The Houppert Winery Complex, now The Old Winery, is a complex of buildings constructed as a winery and located at 646 North Nursery in Lawton, Michigan. It was designated a Michigan State Historic Site in 1997 and listed on the National Register of Historic Places in 2000.

==History==
Grape growing in the Lawton area stretches back to 1868, when A. B. Jones planted the area's first grape vines. Realizing the potential of grape and wine production, many farmers in eastern Van Buren County began planting grapes in the latter part of the 19th century. In 1903, the Lawton Vineyard Company constructed a winery on this site. The property changed hands often over the next 30 years and was used to make wine and grape juice. In 1933, the property sold to William C. Houppert of Indiana, whose father was a wine master from Alsace-Lorraine who had emigrated to Indianapolis to start a winery.

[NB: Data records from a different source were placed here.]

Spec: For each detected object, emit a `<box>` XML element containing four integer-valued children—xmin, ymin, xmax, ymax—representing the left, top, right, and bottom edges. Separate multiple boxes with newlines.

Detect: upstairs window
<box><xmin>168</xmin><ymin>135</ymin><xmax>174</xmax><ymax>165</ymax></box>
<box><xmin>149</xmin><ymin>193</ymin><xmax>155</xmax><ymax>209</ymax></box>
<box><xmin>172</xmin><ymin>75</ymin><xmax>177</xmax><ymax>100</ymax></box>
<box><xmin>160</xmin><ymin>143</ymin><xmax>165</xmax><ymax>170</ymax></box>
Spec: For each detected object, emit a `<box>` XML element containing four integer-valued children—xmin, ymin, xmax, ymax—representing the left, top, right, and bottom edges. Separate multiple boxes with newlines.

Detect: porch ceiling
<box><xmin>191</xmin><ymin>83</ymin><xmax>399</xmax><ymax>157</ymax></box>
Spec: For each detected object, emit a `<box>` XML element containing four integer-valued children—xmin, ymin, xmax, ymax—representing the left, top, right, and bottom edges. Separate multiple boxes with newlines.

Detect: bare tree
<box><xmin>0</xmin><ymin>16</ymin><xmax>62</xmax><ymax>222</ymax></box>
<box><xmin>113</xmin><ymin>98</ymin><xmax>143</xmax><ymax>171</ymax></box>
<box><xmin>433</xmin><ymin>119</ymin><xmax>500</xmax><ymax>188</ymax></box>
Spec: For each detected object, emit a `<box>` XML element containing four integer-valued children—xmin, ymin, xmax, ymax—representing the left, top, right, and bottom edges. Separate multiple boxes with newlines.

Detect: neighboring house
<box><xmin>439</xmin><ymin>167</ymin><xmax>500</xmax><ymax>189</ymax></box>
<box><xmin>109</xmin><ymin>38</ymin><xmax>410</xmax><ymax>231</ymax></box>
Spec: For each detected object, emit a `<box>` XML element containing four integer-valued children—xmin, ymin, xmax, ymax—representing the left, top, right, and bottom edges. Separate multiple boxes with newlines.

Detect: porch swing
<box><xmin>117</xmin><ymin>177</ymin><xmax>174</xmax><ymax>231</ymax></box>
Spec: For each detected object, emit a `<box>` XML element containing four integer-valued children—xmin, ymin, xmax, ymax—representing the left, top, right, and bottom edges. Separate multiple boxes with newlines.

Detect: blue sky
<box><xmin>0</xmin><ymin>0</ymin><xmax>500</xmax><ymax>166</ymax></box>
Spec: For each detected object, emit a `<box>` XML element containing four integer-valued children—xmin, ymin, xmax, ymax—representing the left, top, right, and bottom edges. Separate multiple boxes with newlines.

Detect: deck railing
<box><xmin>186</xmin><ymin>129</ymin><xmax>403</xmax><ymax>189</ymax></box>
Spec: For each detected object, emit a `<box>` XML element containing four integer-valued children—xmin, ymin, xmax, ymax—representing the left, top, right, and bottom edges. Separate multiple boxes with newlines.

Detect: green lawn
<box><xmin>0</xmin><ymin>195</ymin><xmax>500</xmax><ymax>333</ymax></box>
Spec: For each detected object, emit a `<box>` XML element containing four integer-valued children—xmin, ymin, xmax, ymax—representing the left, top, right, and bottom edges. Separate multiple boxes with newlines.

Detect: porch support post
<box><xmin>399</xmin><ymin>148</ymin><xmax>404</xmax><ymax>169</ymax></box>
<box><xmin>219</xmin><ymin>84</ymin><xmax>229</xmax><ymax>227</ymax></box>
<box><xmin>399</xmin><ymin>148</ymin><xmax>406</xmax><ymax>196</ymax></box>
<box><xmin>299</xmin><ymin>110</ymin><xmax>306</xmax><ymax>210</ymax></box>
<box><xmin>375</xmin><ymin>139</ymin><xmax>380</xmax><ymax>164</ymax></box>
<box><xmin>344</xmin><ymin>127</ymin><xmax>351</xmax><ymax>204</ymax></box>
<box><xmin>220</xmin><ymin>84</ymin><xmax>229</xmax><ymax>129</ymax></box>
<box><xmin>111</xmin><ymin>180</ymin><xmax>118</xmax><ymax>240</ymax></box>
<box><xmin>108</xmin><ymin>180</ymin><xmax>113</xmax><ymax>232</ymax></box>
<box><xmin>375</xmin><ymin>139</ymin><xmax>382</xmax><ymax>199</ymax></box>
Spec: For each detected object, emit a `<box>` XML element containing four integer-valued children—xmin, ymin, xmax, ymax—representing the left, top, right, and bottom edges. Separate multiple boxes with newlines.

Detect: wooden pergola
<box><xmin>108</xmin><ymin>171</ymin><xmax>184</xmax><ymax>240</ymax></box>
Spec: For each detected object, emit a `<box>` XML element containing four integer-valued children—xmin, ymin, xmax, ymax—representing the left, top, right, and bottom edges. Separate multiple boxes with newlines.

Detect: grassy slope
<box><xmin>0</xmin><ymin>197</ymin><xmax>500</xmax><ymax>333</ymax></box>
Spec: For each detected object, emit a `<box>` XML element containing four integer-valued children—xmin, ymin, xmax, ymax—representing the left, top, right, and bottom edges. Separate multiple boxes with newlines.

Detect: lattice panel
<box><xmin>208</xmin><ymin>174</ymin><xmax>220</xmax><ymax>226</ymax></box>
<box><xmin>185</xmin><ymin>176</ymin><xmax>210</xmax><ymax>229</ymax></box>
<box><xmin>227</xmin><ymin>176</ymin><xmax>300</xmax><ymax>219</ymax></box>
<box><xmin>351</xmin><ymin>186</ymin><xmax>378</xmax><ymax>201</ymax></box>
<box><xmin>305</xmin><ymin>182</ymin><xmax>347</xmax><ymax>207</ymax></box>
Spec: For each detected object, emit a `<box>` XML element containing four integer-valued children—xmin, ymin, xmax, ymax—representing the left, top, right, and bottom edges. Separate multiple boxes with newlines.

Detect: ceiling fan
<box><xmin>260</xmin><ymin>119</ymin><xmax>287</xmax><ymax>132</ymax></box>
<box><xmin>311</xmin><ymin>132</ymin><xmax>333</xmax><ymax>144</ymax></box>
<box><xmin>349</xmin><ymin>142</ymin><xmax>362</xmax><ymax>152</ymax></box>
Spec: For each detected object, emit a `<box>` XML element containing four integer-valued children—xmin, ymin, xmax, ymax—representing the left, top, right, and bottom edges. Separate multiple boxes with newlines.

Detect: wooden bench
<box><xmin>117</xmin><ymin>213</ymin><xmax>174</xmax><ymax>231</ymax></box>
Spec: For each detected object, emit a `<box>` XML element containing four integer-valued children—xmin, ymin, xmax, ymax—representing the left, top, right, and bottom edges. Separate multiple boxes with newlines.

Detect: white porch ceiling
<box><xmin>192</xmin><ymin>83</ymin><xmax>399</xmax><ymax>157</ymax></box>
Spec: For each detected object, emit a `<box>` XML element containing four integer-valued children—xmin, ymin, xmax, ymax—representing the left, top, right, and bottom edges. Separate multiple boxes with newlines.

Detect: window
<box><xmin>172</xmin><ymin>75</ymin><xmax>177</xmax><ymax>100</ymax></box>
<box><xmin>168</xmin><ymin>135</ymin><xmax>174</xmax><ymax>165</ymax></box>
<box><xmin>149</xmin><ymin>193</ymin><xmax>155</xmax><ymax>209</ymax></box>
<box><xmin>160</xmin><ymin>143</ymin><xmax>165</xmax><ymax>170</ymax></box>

Production at the winery peaked in 1939, with the winery taking in 200 to 400 tons of grapes daily and employing 40 people. Houppert constructed a new cask building, built around casks purchased from Al Capone's Prima Brewery. However, in 1940, a disastrous fire destroyed the winery. Houppert began rebuilding the winery that year, hiring stonemason Ed Schallhorn to construct a new stone building. Although much of the wine had been saved from the fire, and the winery was back in business shortly, construction on the new winery stretched to 1943.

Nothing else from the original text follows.